Table Of Contents

Jun 5, 2025

Technical Architecture Comparison

LegalFab Knowledge Fabric vs. Microsoft Fabric

True Data Fabric vs. Data Lakehouse

Executive Summary

This document provides a technically detailed comparison between LegalFab’s Knowledge Fabric and Microsoft's Fabric, including Microsoft’s November 2025 Fabric IQ announcement. The core argument is architectural: LegalFab implements a true data fabric pattern — keeping data in place, federating queries across sources, and building intelligence through a persistent knowledge graph with built-in entity resolution — while Microsoft Fabric implements a data lakehouse pattern that centralizes data into OneLake. Fabric IQ, Microsoft’s recent semantic intelligence layer, adds ontology and graph capabilities on top of this lakehouse, but does not change the underlying architecture: data still moves to OneLake, and entity resolution still requires third-party tools.

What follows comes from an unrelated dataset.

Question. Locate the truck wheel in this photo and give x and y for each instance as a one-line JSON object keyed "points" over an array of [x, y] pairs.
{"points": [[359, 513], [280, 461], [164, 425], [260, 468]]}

Key Distinction: Architecture Defines Capability
Microsoft does not primarily market Fabric as a “data fabric.” Their own documentation positions it as a “unified analytics platform” built on a lakehouse architecture. The name “Fabric” is a product brand, not an architectural descriptor. The November 2025 Fabric IQ announcement adds a semantic layer for AI agent grounding, but the foundational pattern remains: data is ingested into OneLake rather than federated in place. LegalFab, by contrast, implements the data fabric pattern as defined by Gartner: automated metadata management, knowledge graph–driven intelligence, data virtualization, and federated governance across distributed sources.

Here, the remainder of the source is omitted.